It requires a lot of strength to stick it out in a marriage after an affair. You have to figure out if you are strong enough to do it. But don't stick it out and your wife get away with letting things stay the same. She absolutely has to make changes. And that is a requirement. In the process, you may also find that you may need to make changes too.

I hope this has been helpful. I know I am going out on limb telling you something different than what other people are telling you. Believe me, I understand the hurt and anger you are going through as I have been through it and am still going through it right now. I am just asking you to think of your children what would really be best for your children (because I have been there too).


----------



## staying_strong

By the way, since you are only 2 weeks since D day, neither you nor your wife are really thinking rationally. You guys are both incredibly emotional and you guys are both just reacting. In the first two weeks after my D day, I caught my husband talking to the OW, telling her he loved her and wanted to be with her, while telling me that wanted to be with me and the kids. He was seriously addicted to the good feelings the affair provided him with. It felt like I was betrayed again! Only in the past 1-2 weeks did he start being more transparent, and believe it or not, things have been moving in the right direction. Take the time to process things. Have her move out if you need to, but take time to sort through things for yourself. Deciding whether or not you want to stay in your marriage is a big decision and one that should not be taken lightly.


----------



## lordmayhem

staying_strong said:


> It requires a lot of strength to stick it out in a marriage after an affair. You have to figure out if you are strong enough to do it. But don't stick it out and your wife get away with letting things stay the same. She absolutely has to make changes.

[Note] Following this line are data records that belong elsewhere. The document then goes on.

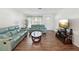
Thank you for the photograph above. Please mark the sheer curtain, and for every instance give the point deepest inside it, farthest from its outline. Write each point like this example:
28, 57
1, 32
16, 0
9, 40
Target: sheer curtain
33, 20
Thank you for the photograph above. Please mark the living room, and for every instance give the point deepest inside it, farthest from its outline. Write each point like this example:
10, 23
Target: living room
23, 21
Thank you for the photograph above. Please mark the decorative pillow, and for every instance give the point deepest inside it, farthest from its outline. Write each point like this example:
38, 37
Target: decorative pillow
8, 34
13, 32
3, 36
18, 30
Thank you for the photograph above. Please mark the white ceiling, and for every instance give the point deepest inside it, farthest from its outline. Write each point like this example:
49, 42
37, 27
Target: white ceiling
37, 11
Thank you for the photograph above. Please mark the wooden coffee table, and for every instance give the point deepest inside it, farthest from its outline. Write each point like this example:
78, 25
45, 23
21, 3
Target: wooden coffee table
36, 36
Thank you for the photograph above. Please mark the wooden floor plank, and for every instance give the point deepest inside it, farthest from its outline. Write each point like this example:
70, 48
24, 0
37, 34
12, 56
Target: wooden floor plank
48, 43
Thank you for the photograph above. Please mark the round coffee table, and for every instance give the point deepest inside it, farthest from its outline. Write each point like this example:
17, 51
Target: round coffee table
36, 36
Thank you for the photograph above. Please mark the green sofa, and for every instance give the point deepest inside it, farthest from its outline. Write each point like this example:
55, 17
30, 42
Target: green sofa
10, 37
38, 27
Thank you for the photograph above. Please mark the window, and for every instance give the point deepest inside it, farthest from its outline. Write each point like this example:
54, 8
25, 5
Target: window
33, 20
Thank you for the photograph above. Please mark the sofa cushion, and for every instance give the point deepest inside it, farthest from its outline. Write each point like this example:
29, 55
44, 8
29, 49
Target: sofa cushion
13, 32
3, 30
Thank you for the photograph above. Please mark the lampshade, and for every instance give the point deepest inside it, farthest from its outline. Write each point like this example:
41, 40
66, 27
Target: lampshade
63, 23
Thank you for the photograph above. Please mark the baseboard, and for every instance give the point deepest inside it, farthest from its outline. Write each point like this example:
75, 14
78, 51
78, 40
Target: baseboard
75, 44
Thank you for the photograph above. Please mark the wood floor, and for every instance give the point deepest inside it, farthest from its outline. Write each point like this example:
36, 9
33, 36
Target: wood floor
48, 43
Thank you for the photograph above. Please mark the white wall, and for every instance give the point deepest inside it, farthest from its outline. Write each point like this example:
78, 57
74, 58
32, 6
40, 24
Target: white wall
48, 21
73, 16
9, 17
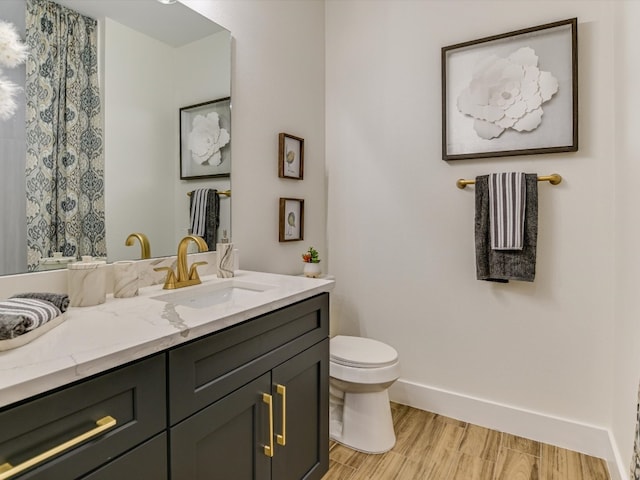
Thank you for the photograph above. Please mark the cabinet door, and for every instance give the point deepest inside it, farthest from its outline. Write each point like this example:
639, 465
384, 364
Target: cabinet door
225, 440
301, 393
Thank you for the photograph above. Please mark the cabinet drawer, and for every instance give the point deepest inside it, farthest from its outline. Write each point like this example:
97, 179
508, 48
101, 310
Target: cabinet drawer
132, 395
210, 368
148, 461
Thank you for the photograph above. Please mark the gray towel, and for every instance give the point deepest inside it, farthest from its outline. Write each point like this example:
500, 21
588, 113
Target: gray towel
198, 211
210, 213
60, 300
21, 315
504, 265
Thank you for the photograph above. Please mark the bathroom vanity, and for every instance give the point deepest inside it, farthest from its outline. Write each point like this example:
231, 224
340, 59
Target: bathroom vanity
150, 388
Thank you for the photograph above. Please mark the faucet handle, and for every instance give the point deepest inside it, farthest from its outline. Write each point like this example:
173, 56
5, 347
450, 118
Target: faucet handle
170, 281
193, 271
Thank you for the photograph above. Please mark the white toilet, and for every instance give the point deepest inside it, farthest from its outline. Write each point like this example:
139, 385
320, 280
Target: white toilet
360, 372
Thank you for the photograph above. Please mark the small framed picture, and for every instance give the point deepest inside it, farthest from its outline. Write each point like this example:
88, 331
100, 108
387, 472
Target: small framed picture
291, 219
290, 156
205, 140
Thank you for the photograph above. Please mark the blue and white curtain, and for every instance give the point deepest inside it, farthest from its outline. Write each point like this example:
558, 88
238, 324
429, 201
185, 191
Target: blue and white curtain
65, 160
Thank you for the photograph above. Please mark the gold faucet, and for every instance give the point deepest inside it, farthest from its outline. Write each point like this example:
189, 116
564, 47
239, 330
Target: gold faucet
144, 244
184, 279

And that is a requirement. In the process, you may also find that you may need to make changes too.


I have a problem with this statement because it implies that those who don't R, are weak. That is not the case. For many people, infidelity, especially on the scale for what his WW did to him, is a deal breaker. Everyone has what they consider their own deal breaker. Choosing to R or D does not mean someone is weak or strong enough. 

You yourself are only a month out from DDay, only 2 weeks longer than Zeek. Then your WH broke NC and you suffered DDay#2. You may still be in the shock/denial stage yourself and my not be thinking rationally since you've already decided to R when DDay was only a month ago. There are many BSs in your phase that are so desperate to save their marriage that they go straight to R when the WS isn't even ready for it yet. In your case, you don't even know yet if your WH can even maintain NC, because he broke NC only 2 weeks ago, yet you've decided already to R. The first 6 months are crucial and one of the APs will fish for renewed contact as your WH has. You may yet have another DDay.


----------



## Dexter Morgan

ZeekZealand said:


> I'm so confused and I don't want to hurt my kids... I just don't know what the hell to do...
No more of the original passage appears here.